Remember that FTB stands for Family Tax Benefit. Originally this was a spouse tax rebate, it evolved to a payment to the carer, as partial recognition for their role in child raising. I’m pretty sure that child raising hasn’t become less work.
· Cut the large family supplement to families with three children – which means single mother families with three children will lose $942 per year.
· Changed the indexing of Parenting Payment Single from the more generous Average Weekly Earnings to CPI - will cause payments to lose parity over time because the AWI rises more than CPI
· Froze eligibility thresholds, instead of increasing them as wages increase, means more working single parents will be ineligible for income support.(affects FTB, Childcare benefit, child care rebate, Newstart, Parenting Payments and Youth Allowance)
· Increased the age of eligibility for Newstart and Sickness Allowance impacts on single parents who are young (once their youngest child turns six), and again on single parents whose children are unable to achieve independent income support.
· Increasing the waiting period for all working age payments by one week will make newly separated or unemployed single mothers need to survive for a week with no income.
· eight week loss of payment for job seeker non compliance
· six month non payment period for job seekers under the age of thirty – single parents have not been made exempt from this
· Reduced Jobs, Education and Training Child Care Fee Assistance
· increased Family Day Care fees
· Ceased the Pensioner Education Supplement, Education Entry Payment and Career Advice for Parents – making it virtually impossible for single parents to go on to higher education
· Terminated contributions to State governments for concessions
· Reintroduced the fuel excise tax
· Cut funding to Legal Aid Commissions and Community Legal Centres
· Removed the Schoolkids bonus
· Removed the Low Income Superannuation Contribution
NATSEM did some modelling on what this means for your average single parent family.
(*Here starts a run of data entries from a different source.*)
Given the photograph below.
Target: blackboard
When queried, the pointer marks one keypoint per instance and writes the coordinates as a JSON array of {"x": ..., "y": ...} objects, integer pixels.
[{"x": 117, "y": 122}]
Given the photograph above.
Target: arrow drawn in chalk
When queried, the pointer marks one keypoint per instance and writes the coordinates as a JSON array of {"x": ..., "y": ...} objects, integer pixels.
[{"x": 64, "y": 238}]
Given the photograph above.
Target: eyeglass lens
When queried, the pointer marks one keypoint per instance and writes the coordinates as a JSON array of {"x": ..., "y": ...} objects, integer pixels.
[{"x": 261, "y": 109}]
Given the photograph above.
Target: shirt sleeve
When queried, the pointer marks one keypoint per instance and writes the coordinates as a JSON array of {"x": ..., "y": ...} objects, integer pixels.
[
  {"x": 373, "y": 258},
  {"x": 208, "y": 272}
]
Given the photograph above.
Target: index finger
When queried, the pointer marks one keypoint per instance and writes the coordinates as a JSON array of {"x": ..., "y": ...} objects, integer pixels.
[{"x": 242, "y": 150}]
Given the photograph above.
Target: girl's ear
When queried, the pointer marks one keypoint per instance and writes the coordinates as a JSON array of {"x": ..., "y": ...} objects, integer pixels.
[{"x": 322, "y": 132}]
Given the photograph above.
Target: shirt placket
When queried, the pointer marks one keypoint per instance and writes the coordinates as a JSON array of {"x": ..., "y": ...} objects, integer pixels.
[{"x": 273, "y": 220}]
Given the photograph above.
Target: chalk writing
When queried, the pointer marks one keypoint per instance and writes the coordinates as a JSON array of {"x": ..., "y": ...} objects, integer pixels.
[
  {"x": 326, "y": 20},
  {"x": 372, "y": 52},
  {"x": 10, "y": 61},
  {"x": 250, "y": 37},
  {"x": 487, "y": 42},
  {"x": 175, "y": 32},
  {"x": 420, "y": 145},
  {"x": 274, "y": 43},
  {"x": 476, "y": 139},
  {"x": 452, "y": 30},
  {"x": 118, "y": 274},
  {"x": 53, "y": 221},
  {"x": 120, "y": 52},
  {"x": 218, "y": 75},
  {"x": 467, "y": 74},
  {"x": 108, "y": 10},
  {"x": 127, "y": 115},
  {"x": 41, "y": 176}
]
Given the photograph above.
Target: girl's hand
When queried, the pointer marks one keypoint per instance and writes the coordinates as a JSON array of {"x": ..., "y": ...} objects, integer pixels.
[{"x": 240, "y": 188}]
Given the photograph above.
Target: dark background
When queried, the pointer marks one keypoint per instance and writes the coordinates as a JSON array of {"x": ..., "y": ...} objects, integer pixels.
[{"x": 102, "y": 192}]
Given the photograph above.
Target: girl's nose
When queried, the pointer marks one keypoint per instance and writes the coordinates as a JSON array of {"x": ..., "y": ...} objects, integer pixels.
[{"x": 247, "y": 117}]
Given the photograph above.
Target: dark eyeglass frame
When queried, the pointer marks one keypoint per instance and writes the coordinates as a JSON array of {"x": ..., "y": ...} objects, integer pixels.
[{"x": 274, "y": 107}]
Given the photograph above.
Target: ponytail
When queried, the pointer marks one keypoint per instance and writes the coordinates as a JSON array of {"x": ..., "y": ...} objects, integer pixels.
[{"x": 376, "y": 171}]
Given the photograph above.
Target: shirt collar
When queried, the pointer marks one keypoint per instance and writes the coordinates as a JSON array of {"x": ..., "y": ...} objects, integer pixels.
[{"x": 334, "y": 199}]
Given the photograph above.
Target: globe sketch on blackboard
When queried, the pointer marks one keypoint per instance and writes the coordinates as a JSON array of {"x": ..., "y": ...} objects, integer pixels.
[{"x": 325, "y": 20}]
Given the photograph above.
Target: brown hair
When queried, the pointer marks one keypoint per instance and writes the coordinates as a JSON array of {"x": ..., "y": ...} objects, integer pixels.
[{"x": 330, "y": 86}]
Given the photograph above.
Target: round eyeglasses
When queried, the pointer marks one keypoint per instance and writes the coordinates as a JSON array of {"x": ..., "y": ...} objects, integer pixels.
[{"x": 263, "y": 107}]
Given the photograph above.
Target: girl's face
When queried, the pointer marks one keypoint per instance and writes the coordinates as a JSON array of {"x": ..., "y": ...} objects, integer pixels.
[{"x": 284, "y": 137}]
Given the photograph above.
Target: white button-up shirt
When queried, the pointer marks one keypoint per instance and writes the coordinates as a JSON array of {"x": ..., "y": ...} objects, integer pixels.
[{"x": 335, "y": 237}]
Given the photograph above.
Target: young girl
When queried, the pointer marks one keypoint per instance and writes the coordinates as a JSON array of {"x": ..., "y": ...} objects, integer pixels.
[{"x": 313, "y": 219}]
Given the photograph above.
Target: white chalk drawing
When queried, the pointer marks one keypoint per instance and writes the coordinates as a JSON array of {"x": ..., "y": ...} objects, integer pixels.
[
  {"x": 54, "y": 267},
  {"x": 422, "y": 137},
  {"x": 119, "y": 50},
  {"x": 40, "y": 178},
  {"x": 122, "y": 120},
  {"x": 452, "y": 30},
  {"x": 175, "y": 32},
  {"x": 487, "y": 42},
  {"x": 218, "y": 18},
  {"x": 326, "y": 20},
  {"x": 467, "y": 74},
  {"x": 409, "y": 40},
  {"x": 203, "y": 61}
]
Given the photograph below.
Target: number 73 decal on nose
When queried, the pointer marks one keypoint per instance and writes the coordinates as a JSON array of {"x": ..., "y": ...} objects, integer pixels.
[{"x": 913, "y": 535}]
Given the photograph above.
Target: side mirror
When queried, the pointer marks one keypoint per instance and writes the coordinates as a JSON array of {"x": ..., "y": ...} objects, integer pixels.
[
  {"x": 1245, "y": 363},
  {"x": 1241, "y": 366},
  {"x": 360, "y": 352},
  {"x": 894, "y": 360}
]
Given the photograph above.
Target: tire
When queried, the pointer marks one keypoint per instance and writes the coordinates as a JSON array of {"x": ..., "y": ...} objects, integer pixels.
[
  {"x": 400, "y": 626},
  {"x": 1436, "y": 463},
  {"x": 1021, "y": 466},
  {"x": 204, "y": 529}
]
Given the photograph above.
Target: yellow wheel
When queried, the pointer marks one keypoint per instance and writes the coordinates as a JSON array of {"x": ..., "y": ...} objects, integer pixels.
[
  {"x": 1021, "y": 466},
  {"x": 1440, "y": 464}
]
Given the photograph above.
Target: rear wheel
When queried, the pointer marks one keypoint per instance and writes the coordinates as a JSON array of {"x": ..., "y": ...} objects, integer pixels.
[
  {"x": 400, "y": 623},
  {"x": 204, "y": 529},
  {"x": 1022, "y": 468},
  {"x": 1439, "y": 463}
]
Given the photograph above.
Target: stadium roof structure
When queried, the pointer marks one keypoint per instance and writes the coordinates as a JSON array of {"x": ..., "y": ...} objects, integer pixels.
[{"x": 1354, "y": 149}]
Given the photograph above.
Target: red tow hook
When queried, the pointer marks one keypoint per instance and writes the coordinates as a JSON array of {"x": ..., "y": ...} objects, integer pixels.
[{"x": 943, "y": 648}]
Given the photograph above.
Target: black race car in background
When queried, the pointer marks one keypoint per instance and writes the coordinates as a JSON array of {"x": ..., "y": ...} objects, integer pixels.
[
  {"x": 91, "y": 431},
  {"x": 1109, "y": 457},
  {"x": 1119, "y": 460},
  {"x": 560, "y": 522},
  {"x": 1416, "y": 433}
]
The average single parent works by the way. About sixty per cent of single parents combine work with parenting, and always have done, despite this round of attacks on single parents that began under Howard.
Access to childcare and housing affordability are also issues. As is the medicare co-payment
Remember this is all off a base of very severe attacks on single parent families during the Howard years – which included moving single parents with school age children onto Newstart, reducing the money we could earn before losing benefits, changes to child support arrangements that disadvantaged women, changes to family law that put women and children experiencing domestic violence more at risk.
A 2013 study by HILDA - Household, Income and Labour Dynamics in Australia – showed that single parents and their children had been left behind in Australia’s decade long period of economic prosperity. Poverty in other types of households decreased, but poverty in single parent households increased. This was largely to do with Howard’s welfare reform of 2006, which unfortunately the Gillard government extended in a bill tabled by Bill Shorten. So the Labor party need some sorting out on this issue too.
The aspects of the budget that impact on young people will also affect single parents, because these measures are going to impact on the children of families that are already struggling.